Para já, um imenso obrigado pela dedicatória, sinto-me "pequenino"...
Depois, Sintra, o sonho transformado em realidade, o único sítio do mundo, onde até a humidade é bela!
Depois o Lawrence's, que nunca visitei, mas já "visitei" tantas vezes, em leituras variadas e sempre apelativas.
Finalmente tu, amigo Luís, com a tua enorme capacidade de interligar locais, pessoas e sensações, e que nos fazes realmente sonhar!!!!
Aquele abraço...
Lawrence e Eça...
Merci...
foi dos meus "poisos" preferidos, antes de ser "invadido" por reservas para os golfistas ingleses, golfistas esses mal educados e muitos sem consideração pelos sítios (no pequeno bar, cheguei a ver um que , displicentemente, tinha os sapatos pousados sobre o banco ao lado e ficou em meias no bar!

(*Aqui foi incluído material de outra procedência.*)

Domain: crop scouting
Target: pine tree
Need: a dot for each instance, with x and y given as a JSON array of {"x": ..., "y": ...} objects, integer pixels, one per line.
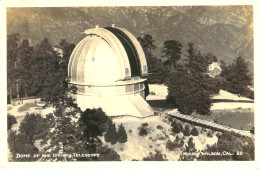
[
  {"x": 121, "y": 134},
  {"x": 111, "y": 135},
  {"x": 44, "y": 67},
  {"x": 32, "y": 126},
  {"x": 155, "y": 66},
  {"x": 190, "y": 87},
  {"x": 11, "y": 120},
  {"x": 12, "y": 48},
  {"x": 24, "y": 71},
  {"x": 172, "y": 52},
  {"x": 236, "y": 78}
]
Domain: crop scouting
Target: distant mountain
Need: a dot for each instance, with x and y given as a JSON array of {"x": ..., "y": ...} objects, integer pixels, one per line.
[{"x": 225, "y": 31}]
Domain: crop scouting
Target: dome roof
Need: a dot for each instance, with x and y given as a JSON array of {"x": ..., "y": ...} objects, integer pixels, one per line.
[{"x": 106, "y": 56}]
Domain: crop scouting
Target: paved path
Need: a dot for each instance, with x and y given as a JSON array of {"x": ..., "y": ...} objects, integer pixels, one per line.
[{"x": 207, "y": 124}]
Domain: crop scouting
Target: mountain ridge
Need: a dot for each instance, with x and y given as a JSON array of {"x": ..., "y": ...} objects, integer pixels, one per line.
[{"x": 225, "y": 31}]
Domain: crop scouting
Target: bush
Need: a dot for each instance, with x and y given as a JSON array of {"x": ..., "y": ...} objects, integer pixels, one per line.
[
  {"x": 176, "y": 129},
  {"x": 158, "y": 156},
  {"x": 180, "y": 126},
  {"x": 11, "y": 120},
  {"x": 159, "y": 127},
  {"x": 210, "y": 134},
  {"x": 121, "y": 134},
  {"x": 186, "y": 131},
  {"x": 96, "y": 122},
  {"x": 194, "y": 132},
  {"x": 145, "y": 124},
  {"x": 177, "y": 143},
  {"x": 107, "y": 154},
  {"x": 111, "y": 135},
  {"x": 18, "y": 143},
  {"x": 143, "y": 131},
  {"x": 33, "y": 126}
]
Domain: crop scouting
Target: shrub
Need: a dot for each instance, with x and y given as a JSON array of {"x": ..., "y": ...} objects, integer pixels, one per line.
[
  {"x": 11, "y": 120},
  {"x": 121, "y": 134},
  {"x": 176, "y": 129},
  {"x": 18, "y": 143},
  {"x": 143, "y": 131},
  {"x": 33, "y": 126},
  {"x": 107, "y": 154},
  {"x": 145, "y": 124},
  {"x": 96, "y": 122},
  {"x": 177, "y": 143},
  {"x": 180, "y": 126},
  {"x": 194, "y": 132},
  {"x": 158, "y": 156},
  {"x": 186, "y": 131},
  {"x": 159, "y": 127},
  {"x": 111, "y": 135},
  {"x": 210, "y": 134}
]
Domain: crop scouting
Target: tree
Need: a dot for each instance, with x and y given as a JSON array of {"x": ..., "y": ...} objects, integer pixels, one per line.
[
  {"x": 147, "y": 42},
  {"x": 236, "y": 78},
  {"x": 155, "y": 66},
  {"x": 12, "y": 48},
  {"x": 172, "y": 52},
  {"x": 121, "y": 134},
  {"x": 17, "y": 144},
  {"x": 191, "y": 149},
  {"x": 158, "y": 156},
  {"x": 95, "y": 122},
  {"x": 190, "y": 87},
  {"x": 24, "y": 58},
  {"x": 44, "y": 67},
  {"x": 111, "y": 135},
  {"x": 11, "y": 120},
  {"x": 32, "y": 126},
  {"x": 67, "y": 49}
]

Há que ter reverência em sitíos con referências !
tudo mudou e a pirosice invadiu TODO o Portugal ...
Obrigado por me lembraes de L.M.Nava,e Sintra um santuário de cultura.
Bjs Zita
Amei o post. Belos versos, bela imagem e belo texto!
Existem imagens de Portugal que aguçam a curiosidade... parece sonho.
Beijos
E por vezes vivemos momentos surreais em lugares de sonho... lugares que são baús de memórias...
Beijinho
Em Sintra!...Pois então...ficou para trás à pouco, estava nevoeiro, a estrada um tapete de folhas, a brisa suave e fria...é Outono em Sintra, o mais perfeito.
Um beijinho*
Engraçado...já reparaste na influência inglesa e escocesa dentro do nosso país? As melhores zonas residênciais dentro das cidades tiveram os ingleses como primeiros inquilinos e muitos ainda hoje se mantêm. Esse hotel é um bom exemplo disso. E ainda bem pois de certeza absoluta que a decoração será de um extremo bom gosto.
Quanto a William Beckford lembro-me de imediato de um delicioso livro que é o seu diário português baseado em troca de correspondência onde ele relata o seu dia-a-dia e a vivência em sociedade no sec XVIII.
Mais uma boa dica de um sítio a visitar!
Bj
Haverá outro sítio como Sintra em todo o mundo?? E tudo o que faz parte do seu universo é único e mágico.